Little Power Shop Myth #1 - If I install a 4” turbo back exhaust I will lose all my low end torque.
This is one of those subjects with questions we get almost daily. It takes several forms:
I read on the internet forums that you will lose all your low end power if you install a 4” turbo back exhaust.
My friend installed an exhaust on his truck and now it doesn’t have the same power it did on take off.
A diesel engine needs backpressure and if you open the exhaust up too much it will hurt my engine.
A diesel engine needs back pressure and if I open up the exhaust I will lose power.
Due to the relative low cost of a turbo back exhaust, and the amount of diesel owners looking for a little more power, this is a very popular subject. First things first, a turbocharged diesel engine does not need so much as pound of back pressure after the turbo to perform perfectly. In fact, the less restriction after the turbo, the better.
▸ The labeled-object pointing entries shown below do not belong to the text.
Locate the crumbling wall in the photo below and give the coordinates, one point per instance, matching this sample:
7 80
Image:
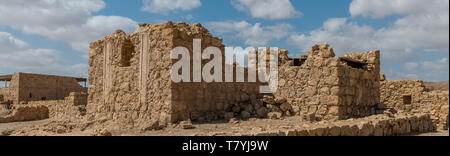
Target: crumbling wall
378 125
26 113
324 87
412 96
71 108
34 87
129 77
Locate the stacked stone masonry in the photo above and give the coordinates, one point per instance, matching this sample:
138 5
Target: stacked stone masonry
140 89
129 79
412 96
325 87
72 108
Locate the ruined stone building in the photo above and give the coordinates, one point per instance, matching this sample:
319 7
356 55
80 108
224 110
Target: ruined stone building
413 97
129 79
325 87
23 87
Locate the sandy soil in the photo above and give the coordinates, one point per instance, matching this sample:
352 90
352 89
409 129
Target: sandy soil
200 129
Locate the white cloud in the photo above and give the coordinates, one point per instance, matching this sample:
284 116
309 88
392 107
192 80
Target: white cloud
411 66
267 9
382 8
436 70
46 61
422 31
252 34
8 42
164 6
422 26
67 20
You have to understand that between the exhaust port on the head and the inlet of the turbocharger there is usually back pressure of at least equal if not more than boost pressure on the engine at all times. Any back pressure the engine needs for proper function is provided before the turbo, period. Pressure on the outlet side of the turbo just leads to higher exhaust gas temps. When we install a four or five inch turbo back exhaust system, we see several things. First is usually a large drop in exhaust gas temperatures. A 100-300 degree or more drop is not uncommon. Second is an increase in fuel mileage. If the engine doesn’t have to work to push the spent exhaust gasses out of the tail pipe (we learned in the first article that an engine is nothing more than an air pump), it can use that horsepower to help turn the flywheel and transfer more power to the ground. And third, we will usually see somewhere between 15-30 rear wheel horsepower increase on the dyno when upgrading from a completely stock exhaust.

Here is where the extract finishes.